Monitoring the endurance of SSD Devices
You can monitor the endurance of the SSD drives in your system by using the mmhealth command.
An SSD or physical disk has a finite lifetime based on the number of drive writes per day. The
SSD endurance is a number between 0 and 255. The ssd-endurance-percentage value
indicates the percentage of life that is used by the drive. The value 0 indicates that full life
remains, and 100 indicates that the drive is at or past its end of life. When the endurance number
exceeds this threshold, the mmhealth command displays a
ssd_endurance_warn
warning with the specific physical disk name and the recovery
group name information. The drive must be replaced when the value exceeds 100, and the state of its
health is reported as DEGRADED
by the mmhealth command.
[root@client21 ~]# mmhealth node show NATIVE_RAID
If the endurance
number exceeds 100, the system gives an output similar to the following:
Node name: client21.sonasad.almaden.ibm.com
Component Status Status Change Reasons
----------------------------------------------------------------------------------------------------------------
NATIVE_RAID DEGRADED Now ssd_endurance_warn(rg1/n001p013)
ARRAY HEALTHY Now -
NVME HEALTHY 1 hour ago -
PHYSICALDISK DEGRADED Now ssd_endurance_warn(rg1/n001p013)

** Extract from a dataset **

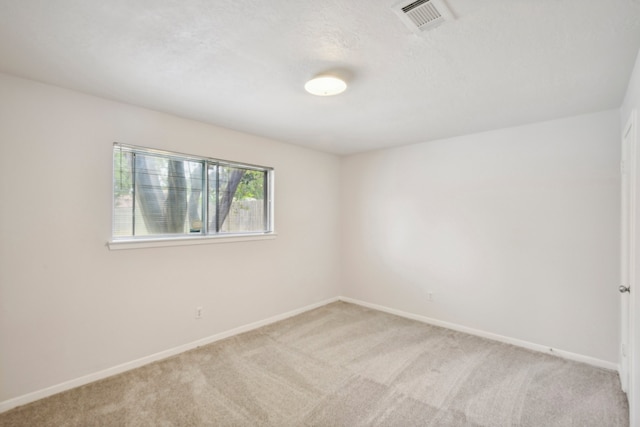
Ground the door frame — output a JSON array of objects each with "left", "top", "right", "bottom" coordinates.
[{"left": 620, "top": 109, "right": 640, "bottom": 426}]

RECOVERYGROUP HEALTHY Now -
VIRTUALDISK HEALTHY Now -
[root@client21 ~]# mmhealth node show NATIVE_RAID
After the issue is
resolved the system gives an output similar to the following:
Node name: client21.sonasad.almaden.ibm.com
Component Status Status Change Reasons
--------------------------------------------------------------------
NATIVE_RAID HEALTHY Now -
ARRAY HEALTHY Now -
NVME HEALTHY 1 hour ago -
PHYSICALDISK HEALTHY Now -
RECOVERYGROUP HEALTHY Now -
VIRTUALDISK HEALTHY Now -